In Lancaster City, there is a network of churches and community agencies that make sure there are free options for breakfast, lunch and dinner every day of the week. These meals are a blessing for those who are homeless and/or experiencing food insecurity, and many folks depend on those meals for their food each day.
When COVID hit, some churches were left scrambling to determine how and if they could continue to provide this important service. Sit-down meals were no longer an option, and many churches relied on older or at risk volunteers to prepare and serve. One congregation in particular could not find a way to make their distributions work, and had to shut down their meals on Tuesday evenings and Saturday mornings.
Folks at Lancaster Moravian, along with some other community partners, immediately agreed to step into the gap and provide grab-and-go meal bags during this time. Beginning in mid-March, we have distributed, on average, 125 meals each Tuesday and Saturday to folks in the community. By the end of July, we reached 5,000 meals served.
Currently, our Tuesday meals are provided by the Commons Company, a small conglomerate of restaurants and cafes that work with the Parish Resource Center in Lancaster. These meals include a turkey or ham and cheese sandwich, applesauce, a bag of chips, a sweet snack and a bottle of water. Additionally, Nissin Foods has donated two pallets of Cup O’ Noodles for us to distribute. We always keep a few nonperishable bags on hand, which include tuna packets instead of sandwiches. Meals are distributed by Lancaster Moravian Church members from tables in front of our building.
Our Saturday meals are provided by donations of items and dollars, and are packed by church volunteers and staff each week. Early on in the distribution, we received a donation of 20 cases of institutional-sized cereal boxes from Kellogg’s; that carried us through several weeks of breakfast bags. We also received a small grant from the Lancaster County Community Foundation to cover costs of food and paper products. The local food hub occasionally has items that we can use for our distributions as well, but most come through private donations that are often used to place orders picked up from various locations by Pastor Mandy or other volunteers.
Breakfast bags include a Ziploc bag of cereal, a bowl, spoon and napkin, a piece of fresh fruit or an applesauce cup, a granola bar and a breakfast cookie/biscuit. We also offer do-it-yourself PB&J bags that include two slices of bread, a pack of jelly, a pack of peanut butter, a napkin and a plastic knife. Drinks to go with breakfast include a juice box and milk.

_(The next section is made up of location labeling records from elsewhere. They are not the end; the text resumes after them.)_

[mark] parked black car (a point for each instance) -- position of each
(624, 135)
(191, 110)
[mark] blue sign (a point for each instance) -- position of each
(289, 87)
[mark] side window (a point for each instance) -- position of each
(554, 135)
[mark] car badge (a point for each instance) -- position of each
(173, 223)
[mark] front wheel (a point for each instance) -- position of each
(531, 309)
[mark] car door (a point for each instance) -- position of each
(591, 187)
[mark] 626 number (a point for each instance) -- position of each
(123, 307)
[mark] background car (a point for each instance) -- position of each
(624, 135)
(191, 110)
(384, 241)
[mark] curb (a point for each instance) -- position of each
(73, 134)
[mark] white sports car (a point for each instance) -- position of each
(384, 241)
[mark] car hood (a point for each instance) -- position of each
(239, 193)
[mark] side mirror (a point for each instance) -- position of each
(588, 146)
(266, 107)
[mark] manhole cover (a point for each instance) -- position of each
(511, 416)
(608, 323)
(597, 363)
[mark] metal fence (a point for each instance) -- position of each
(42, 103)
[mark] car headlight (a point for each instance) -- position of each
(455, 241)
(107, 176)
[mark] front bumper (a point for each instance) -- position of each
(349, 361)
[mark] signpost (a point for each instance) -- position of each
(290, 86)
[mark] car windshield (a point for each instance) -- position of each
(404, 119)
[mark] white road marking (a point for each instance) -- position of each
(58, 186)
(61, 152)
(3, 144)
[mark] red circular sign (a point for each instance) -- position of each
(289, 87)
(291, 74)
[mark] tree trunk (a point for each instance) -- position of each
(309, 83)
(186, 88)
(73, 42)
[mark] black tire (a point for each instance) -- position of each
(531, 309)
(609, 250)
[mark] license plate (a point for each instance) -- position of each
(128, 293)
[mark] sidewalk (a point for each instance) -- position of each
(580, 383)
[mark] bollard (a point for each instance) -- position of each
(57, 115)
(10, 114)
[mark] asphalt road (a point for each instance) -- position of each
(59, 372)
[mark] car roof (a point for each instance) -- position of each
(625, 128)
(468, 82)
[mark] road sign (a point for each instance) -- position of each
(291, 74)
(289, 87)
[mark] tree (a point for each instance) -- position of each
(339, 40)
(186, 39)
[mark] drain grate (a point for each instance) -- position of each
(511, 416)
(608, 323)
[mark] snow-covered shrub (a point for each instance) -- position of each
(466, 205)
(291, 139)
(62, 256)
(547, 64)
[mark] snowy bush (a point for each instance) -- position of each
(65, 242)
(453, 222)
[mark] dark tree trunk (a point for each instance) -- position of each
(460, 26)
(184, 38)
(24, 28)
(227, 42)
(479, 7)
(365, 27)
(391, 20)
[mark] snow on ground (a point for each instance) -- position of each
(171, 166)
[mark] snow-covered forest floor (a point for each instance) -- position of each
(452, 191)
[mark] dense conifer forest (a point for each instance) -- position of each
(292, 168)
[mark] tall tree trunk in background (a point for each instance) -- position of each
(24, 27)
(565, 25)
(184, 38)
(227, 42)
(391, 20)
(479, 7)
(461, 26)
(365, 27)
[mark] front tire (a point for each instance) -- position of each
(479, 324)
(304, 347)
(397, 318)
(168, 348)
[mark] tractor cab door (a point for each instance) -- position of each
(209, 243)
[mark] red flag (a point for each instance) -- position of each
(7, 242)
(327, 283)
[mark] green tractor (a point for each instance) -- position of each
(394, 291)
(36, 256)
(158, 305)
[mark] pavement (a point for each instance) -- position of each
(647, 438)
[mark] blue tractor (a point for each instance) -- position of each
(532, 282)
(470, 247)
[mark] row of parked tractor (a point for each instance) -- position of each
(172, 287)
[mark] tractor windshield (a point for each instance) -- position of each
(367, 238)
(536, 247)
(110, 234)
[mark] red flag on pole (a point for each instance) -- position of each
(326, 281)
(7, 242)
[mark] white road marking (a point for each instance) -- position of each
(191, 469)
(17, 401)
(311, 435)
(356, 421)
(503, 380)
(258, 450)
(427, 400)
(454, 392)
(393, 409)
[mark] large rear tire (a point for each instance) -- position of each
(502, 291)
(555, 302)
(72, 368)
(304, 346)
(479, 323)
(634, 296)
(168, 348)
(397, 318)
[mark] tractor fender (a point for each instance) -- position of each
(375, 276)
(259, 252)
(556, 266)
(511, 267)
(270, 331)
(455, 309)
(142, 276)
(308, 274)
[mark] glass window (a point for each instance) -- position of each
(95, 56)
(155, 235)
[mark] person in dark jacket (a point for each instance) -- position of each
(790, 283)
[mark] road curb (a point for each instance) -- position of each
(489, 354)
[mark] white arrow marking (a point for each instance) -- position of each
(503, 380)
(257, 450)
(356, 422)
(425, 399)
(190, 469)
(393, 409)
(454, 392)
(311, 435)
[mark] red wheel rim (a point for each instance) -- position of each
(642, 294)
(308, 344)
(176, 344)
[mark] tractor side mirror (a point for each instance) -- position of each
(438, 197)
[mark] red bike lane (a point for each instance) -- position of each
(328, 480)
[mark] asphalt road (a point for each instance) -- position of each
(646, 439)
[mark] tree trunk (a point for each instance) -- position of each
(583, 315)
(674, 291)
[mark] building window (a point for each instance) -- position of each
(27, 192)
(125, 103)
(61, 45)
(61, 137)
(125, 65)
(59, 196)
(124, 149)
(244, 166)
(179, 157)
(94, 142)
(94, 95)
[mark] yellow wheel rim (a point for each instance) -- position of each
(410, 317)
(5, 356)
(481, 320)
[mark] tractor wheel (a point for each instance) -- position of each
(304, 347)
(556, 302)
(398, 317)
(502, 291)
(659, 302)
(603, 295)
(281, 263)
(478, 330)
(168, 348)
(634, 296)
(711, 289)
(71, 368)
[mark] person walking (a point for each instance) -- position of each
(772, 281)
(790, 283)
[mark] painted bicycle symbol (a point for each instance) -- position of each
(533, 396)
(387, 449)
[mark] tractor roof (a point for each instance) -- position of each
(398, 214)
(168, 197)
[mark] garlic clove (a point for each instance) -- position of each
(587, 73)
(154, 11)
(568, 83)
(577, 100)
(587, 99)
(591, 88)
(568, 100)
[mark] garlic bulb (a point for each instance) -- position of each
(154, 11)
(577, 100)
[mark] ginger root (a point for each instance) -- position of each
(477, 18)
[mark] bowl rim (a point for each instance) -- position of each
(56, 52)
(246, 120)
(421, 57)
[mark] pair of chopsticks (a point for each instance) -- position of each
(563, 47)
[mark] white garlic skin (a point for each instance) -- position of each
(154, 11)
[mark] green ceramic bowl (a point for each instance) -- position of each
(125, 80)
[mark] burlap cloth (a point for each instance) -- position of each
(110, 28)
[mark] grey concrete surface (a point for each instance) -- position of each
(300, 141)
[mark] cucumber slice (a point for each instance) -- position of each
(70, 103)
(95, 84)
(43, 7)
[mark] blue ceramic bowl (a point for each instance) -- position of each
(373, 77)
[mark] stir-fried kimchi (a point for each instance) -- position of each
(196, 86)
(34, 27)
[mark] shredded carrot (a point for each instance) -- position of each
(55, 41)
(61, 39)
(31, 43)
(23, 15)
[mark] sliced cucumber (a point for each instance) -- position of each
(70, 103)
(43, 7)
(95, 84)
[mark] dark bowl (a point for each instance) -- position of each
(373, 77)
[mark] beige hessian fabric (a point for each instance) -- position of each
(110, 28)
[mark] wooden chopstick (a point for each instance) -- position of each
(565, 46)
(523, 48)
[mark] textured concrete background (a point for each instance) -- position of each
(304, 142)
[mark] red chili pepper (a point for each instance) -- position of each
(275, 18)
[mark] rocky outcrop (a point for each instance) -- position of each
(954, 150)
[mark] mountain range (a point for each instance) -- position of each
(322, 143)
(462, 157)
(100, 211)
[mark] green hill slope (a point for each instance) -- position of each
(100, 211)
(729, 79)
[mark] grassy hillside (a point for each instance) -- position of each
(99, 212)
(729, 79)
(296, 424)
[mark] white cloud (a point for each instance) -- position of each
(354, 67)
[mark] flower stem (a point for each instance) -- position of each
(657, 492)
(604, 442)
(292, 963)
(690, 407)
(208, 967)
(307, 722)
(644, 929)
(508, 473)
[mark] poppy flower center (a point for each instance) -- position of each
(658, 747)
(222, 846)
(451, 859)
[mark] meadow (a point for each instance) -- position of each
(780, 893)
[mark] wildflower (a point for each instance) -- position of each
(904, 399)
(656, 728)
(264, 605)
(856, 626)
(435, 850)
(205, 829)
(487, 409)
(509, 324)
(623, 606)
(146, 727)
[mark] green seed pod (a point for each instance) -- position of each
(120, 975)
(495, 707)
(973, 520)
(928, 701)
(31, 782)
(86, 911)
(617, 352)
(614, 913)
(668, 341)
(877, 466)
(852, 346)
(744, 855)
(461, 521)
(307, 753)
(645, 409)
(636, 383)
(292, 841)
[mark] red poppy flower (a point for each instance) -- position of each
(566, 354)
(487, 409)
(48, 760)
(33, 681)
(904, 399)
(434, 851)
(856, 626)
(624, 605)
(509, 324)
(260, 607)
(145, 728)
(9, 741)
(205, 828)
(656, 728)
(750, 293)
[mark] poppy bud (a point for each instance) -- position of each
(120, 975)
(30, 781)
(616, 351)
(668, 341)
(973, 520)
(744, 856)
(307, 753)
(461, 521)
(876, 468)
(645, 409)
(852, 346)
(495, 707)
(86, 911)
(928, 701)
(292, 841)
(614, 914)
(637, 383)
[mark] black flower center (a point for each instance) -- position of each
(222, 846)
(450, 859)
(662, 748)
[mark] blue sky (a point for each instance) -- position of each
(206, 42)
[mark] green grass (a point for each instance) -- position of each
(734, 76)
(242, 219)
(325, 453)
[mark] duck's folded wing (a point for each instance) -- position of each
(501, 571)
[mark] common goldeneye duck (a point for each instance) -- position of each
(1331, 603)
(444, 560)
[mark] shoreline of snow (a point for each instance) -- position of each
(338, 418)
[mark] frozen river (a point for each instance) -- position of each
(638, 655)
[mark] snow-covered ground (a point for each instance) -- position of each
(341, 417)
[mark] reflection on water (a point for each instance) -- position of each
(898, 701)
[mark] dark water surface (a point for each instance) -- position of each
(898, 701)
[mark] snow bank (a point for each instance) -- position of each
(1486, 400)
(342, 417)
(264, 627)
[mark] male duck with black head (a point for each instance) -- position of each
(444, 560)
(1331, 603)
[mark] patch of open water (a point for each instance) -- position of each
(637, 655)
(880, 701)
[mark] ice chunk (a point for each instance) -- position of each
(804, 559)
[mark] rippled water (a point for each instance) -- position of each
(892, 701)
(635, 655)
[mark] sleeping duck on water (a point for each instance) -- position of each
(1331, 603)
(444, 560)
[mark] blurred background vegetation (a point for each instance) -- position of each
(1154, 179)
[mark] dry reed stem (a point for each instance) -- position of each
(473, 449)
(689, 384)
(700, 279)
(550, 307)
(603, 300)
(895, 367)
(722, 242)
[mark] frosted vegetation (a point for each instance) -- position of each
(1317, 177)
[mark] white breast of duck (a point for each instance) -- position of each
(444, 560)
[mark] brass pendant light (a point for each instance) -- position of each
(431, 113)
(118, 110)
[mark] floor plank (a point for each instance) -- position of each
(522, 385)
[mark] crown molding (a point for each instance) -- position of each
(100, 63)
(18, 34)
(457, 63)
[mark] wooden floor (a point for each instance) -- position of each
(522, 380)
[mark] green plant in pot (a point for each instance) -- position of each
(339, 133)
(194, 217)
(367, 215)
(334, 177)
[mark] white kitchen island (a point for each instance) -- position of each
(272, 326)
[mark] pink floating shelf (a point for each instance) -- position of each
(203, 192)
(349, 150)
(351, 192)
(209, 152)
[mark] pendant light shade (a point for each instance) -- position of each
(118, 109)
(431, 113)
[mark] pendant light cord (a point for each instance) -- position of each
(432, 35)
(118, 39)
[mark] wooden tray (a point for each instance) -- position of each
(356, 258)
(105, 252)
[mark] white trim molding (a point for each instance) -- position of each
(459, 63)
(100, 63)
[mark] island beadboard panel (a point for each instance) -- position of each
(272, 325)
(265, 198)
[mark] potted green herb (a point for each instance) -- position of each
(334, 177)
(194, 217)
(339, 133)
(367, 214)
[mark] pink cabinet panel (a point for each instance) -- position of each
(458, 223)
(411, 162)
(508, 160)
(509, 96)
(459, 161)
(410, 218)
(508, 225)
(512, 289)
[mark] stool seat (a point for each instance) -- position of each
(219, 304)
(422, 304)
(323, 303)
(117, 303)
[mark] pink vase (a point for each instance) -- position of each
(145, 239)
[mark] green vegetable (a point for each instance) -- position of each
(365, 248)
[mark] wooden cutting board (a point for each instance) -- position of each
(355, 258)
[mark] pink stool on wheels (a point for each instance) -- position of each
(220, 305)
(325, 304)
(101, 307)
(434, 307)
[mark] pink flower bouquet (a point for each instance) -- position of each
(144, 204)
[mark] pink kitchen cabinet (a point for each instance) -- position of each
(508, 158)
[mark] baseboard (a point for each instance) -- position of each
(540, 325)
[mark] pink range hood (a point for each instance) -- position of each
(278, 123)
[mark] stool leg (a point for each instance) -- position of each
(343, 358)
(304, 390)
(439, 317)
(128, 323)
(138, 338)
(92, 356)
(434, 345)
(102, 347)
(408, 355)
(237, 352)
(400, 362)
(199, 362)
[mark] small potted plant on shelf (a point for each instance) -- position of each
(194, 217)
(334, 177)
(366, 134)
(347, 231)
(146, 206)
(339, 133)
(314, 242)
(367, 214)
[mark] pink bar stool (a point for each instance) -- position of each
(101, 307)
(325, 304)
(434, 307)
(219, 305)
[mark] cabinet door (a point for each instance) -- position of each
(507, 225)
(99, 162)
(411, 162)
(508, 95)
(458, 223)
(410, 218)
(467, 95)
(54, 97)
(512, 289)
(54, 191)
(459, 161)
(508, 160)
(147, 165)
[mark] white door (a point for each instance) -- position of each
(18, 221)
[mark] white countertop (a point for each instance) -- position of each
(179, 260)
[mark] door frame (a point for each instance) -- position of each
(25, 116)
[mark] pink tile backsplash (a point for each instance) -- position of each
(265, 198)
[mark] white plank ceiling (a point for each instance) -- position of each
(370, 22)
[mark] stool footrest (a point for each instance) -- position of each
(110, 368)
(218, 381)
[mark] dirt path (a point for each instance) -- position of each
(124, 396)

We have had a few donations of hand sanitizer, one from a local distillery and one from a private donor, that we have been able to share with our folks. We have also received several donations of masks, so that we can make sure anyone who wants or needs a mask receives one.
We give out information sheets in both English and Spanish that alert folks to where the community meals are each day, and give the facts about the COVID-19 virus, testing and how to stay as safe as possible. We also have given out coloring sheets and crayons and, within the next couple of weeks, we will offer toiletry bags that include shampoo, conditioner, soap and lotion.
We have developed meaningful relationships with so many of the people who come and receive food as well as our volunteers. We have also worked with a few of the individuals on outside supports and resources; for example, we helped a person get his unemployment situation taken care of, which will allow him to get off the streets.
We have a core group of four volunteers who are at almost every distribution, and several others who come periodically. This has allowed us to connect more deeply and learn persons’ names and stories. We are committed to continuing this ministry until Covid restrictions allow for folks to gather indoors for meals, or until the church we are standing in the gap for is ready to return. While people have been exceedingly generous, the longer we serve the more of an expense the ministry becomes. We often place requests on Facebook for our most needed items, like cereal, juice boxes, applesauce cups, bottled water, granola bars, hand sanitizer and the like. These are helpful, and the monetary donations help us to purchase the other items needed.
We have been blessed immensely by this ministry and feel God’s yes and amen over and over to our faithfulness in it! I could tell you story after story about where we have seen God’s hope during this time, because, as you will see emblazoned on the shirts of or food distribution volunteers, HOPE WILL NOT BE CANCELLED.
The Rev. Mandy Mastros is pastor of Lancaster Moravian Church in Lancaster, Pennsylvania.